According to a new study by researchers at the University of California, Los Angeles, selection of men for active surveillance for prostate cancer should be based not on conventional biopsy, but on a new, imaging-guided targeted prostate biopsy. The new biopsy method is now a routine part of the UCLA active surveillance program. The study findings were published in The Journal of Urology.

Researchers found that conventional “blind” biopsy failed to reveal the true extent of presumed low-risk prostate cancers, and that when targeted biopsy was used, more than a third of these men had more aggressive cancers than they thought. Their aggressive cancers were not detected by conventional blind biopsy using ultrasound alone, and the men were referred to UCLA’s active surveillance program thinking they were at no immediate risk.

The targeted biopsy method is performed by combining magnetic resonance imaging (MRI) with real-time ultrasound in a device known as the Artemis. Previous work from UCLA demonstrated the value of the new procedure in finding cancers in men with rising PSA who had negative conventional biopsies. This study is the first to show the value of using it early in the selection process for men interested in active surveillance.

“These findings are important as active surveillance is a growing trend in this country,” said study senior author Leonard Marks, MD, Professor of Urology and Director of the UCLA Active Surveillance Program. “It’s touted as the best course for many men thought to have slow-growing cancers. But we show here that many men thought to be candidates for active surveillance based on conventional biopsies really are not good candidates.”

Study Details

Dr. Marks and his team identified 113 men enrolled in the UCLA active surveillance program who met the criteria for having low-risk cancers based on conventional biopsies. Study volunteers underwent an MRI to visualize the prostate and any lesions. That information was then fed into the Artemis device, which fused the MRI pictures with real-time, three-dimensional ultrasound, allowing the urologist to visualize and target lesions during the biopsy.

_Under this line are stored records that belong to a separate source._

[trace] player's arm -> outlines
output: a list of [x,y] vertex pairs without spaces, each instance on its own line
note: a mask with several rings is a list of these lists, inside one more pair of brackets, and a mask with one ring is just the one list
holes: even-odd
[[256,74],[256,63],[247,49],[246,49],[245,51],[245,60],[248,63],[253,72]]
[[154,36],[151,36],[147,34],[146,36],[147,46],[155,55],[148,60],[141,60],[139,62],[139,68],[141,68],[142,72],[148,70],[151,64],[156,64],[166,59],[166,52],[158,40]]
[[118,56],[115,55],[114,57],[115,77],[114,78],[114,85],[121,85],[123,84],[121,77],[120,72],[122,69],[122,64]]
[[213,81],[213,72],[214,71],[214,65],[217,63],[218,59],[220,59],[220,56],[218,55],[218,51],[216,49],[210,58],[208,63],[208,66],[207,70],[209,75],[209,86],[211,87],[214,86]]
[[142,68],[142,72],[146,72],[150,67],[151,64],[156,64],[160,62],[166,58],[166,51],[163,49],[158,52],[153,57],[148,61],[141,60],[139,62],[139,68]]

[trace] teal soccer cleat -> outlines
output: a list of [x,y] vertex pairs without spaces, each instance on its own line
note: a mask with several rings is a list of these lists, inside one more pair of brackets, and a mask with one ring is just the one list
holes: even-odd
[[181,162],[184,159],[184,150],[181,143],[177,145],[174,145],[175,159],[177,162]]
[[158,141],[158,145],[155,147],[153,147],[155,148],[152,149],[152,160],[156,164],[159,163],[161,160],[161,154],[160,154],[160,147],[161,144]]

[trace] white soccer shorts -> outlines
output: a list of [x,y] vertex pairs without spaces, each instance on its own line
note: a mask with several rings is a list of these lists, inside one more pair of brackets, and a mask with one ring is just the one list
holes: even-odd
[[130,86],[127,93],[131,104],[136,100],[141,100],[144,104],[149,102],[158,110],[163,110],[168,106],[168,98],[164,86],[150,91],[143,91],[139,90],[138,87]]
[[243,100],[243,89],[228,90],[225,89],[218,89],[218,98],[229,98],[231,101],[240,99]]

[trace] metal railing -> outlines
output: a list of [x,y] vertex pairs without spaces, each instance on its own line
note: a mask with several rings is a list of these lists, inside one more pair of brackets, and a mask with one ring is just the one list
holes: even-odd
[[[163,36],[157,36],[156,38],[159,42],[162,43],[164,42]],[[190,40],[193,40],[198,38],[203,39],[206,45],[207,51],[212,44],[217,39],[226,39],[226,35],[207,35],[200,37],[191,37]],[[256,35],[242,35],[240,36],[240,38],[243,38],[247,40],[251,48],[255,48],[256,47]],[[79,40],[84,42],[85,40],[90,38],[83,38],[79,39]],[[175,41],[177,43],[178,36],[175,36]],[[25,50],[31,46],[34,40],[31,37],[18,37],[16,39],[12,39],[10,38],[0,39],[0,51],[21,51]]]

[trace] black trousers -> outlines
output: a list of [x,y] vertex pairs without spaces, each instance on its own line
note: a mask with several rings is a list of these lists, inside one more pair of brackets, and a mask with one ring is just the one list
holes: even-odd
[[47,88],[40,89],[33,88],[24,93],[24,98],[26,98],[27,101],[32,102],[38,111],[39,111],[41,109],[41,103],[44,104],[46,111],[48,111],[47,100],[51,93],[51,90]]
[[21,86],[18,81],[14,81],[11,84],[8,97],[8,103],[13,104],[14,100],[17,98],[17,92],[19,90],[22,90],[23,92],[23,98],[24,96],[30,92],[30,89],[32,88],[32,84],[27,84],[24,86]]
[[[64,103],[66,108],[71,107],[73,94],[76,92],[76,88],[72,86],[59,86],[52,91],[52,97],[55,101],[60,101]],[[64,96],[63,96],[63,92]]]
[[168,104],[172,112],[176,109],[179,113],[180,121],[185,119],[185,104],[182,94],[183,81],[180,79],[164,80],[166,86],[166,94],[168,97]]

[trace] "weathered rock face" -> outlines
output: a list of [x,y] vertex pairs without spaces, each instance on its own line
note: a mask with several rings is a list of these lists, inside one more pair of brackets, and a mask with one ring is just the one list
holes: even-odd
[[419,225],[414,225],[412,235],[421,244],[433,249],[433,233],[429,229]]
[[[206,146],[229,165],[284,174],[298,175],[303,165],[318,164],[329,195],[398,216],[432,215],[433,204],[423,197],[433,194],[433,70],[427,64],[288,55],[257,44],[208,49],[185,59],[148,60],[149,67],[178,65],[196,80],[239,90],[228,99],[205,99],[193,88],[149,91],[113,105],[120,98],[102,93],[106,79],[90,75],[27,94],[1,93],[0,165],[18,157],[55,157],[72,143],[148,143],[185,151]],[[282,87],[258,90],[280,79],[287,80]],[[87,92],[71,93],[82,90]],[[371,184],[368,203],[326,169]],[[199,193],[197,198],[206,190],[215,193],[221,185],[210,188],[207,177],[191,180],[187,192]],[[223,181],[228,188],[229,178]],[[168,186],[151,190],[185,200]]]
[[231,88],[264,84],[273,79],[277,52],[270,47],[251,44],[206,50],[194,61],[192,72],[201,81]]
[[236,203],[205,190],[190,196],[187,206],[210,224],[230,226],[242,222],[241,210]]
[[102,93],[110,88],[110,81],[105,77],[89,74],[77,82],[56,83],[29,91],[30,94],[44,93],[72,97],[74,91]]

“Prostate cancer is difficult to image because of the limited contrast between normal and malignant tissues within the prostate,” Dr. Marks said. “With the Artemis, we have a virtual map of the suspicious areas placed directly onto the ultrasound image during the biopsy. When you can see a lesion, you’ve got a major advantage of knowing what’s really going on in the prostate.”

Of the 113 volunteers enrolled in the study, 41 men (36%) were found to have more aggressive cancer than initially suspected.

Call to Reevaluate Criteria for Active Surveillance

The findings should result in a reevaluation of the criteria for active surveillance, Dr. Marks said. “We are hesitant now to enroll men in active surveillance until they undergo targeted biopsy,” Dr. Marks said. “Fusion biopsy will tell us with much greater accuracy than conventional biopsy whether or not they have aggressive disease.”

Prostate cancer is the most frequently diagnosed cancer in men aside from skin cancer. An estimated 233,000 new cases of prostate cancer will occur in the United States in 2014. Of those, nearly 30,000 men will die.

“For men initially diagnosed with low-risk prostate cancer, MRI-ultrasound confirmatory biopsy including targeting of suspicious lesions seen on MRI results in frequent detection of tumors,” the study authors stated. “These data suggest that for men enrolling in active surveillance, the criteria need to be reevaluated to account for the risk inflation seen with targeted prostate biopsy.”

On the other hand, Dr. Marks said, for men with a negative targeted biopsy, a degree of reassurance is provided that is much greater than that offered by the older, blind biopsy method.

Dr. Marks is the corresponding author for The Journal of Urology article.

The study was funded by the National Cancer Institute, the Beckman Coulter Foundation, Jean Perkins Foundation, and the Steven C. Gordon Family Foundation.

The content in this post has not been reviewed by the American Society of Clinical Oncology, Inc. (ASCO®) and does not necessarily reflect the ideas and opinions of ASCO®.